The FDA today approved pembrolizumab, Merck’s PD-1 inhibitor, for a subset of patients with advanced melanoma who are no longer responding to other drugs. Whitehouse Station, NJ-based Merck will sell the drug under the brand name “Keytruda,” and be able to sell it to patients after they are treated with ipilimumab (Bristol-Myers’ Yervoy) and—if their tumors express a specific gene mutation, BRAF V600—a BRAF inhibitor.
It’s the first step for Merck towards what it’s aiming to be approvals in several cancers for pembrolizumab. But more importantly, it’s the first drug approved in the U.S. that is designed to block a molecular target called PD-1, which helps tumors disguise themselves from the immune system. These PD-1 inhibitors have become part of a Big Pharma gold rush, representing a new wave of potential cancer treatments that help the immune system recognize tumor cells and attack them as if they were viruses or bacteria. Bristol-Myers (nivolumab) and AstraZeneca (tremelimumab) both have their own PD-1 inhibitors, and all of them are cutting deals with other companies to run combination trials with drugs made by other firms, trying to find the most effective cocktail approach. The fervor has led to a few outright acquisitions (Novartis’ buyout of Cambridge, MA-based CoStim Pharmaceuticals, for instance) and big research deals (like Bristol-Myers and Five-Prime Therapeutics) too.
Bristol-Myers appeared to be in the pole position to get to market with its own PD-1 drug, nivolumab, first. But despite the fact that nivolumab was approved in Japan a few months ago, Merck has closed the gap and hit the market in the U.S. first. It was given the FDA’s breakthrough designation and approved by the agency quickly, a few months ahead of schedule.
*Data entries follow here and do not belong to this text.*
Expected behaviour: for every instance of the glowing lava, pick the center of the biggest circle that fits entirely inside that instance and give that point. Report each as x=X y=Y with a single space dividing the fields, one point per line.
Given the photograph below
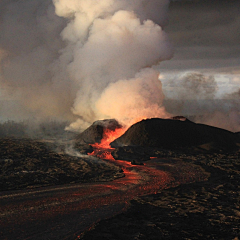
x=103 y=149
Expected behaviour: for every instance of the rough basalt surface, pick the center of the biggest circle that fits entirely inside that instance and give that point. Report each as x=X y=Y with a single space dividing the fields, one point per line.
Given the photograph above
x=26 y=163
x=200 y=210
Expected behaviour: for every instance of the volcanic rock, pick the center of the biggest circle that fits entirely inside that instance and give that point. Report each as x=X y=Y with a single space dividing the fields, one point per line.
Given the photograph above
x=172 y=134
x=94 y=133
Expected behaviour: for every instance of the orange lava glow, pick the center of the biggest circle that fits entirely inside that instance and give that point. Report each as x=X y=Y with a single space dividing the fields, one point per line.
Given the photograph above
x=108 y=137
x=103 y=149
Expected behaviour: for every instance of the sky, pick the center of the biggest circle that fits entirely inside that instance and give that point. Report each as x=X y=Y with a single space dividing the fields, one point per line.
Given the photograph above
x=205 y=39
x=46 y=51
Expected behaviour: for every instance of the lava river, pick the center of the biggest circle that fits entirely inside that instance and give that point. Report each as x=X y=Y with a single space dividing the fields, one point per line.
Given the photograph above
x=65 y=212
According to a Merck spokesman, the drug will cost about $12,500 per month. The median time melanoma patients were treated with Merck’s drug was about 6.2 months, which would cost some $77,500 per patient. A year of treatment would cost $150,000. By comparison, Bristol-Myers’ nivolumab (Opdivo), which was approved in Japan in July and just began selling this week, costs an average of about $143,000 per year (as the Wall Street Journal noted earlier this week, the drug would likely be priced higher in the U.S.). Merck aims to begin selling pembrolizumab in the U.S. within a week.
The most common side effects attributed to pembrolizumab are fatigue, coughing, nausea, itchy skin, loss of appetite, joint pain, and diarrhea, although the FDA also noted the potential—albeit uncommon—for “severe immune-mediated side effects” in other healthy organs.
Roughly 76,100 people in the U.S. will be diagnosed with melanoma this year, according to the National Cancer Institute.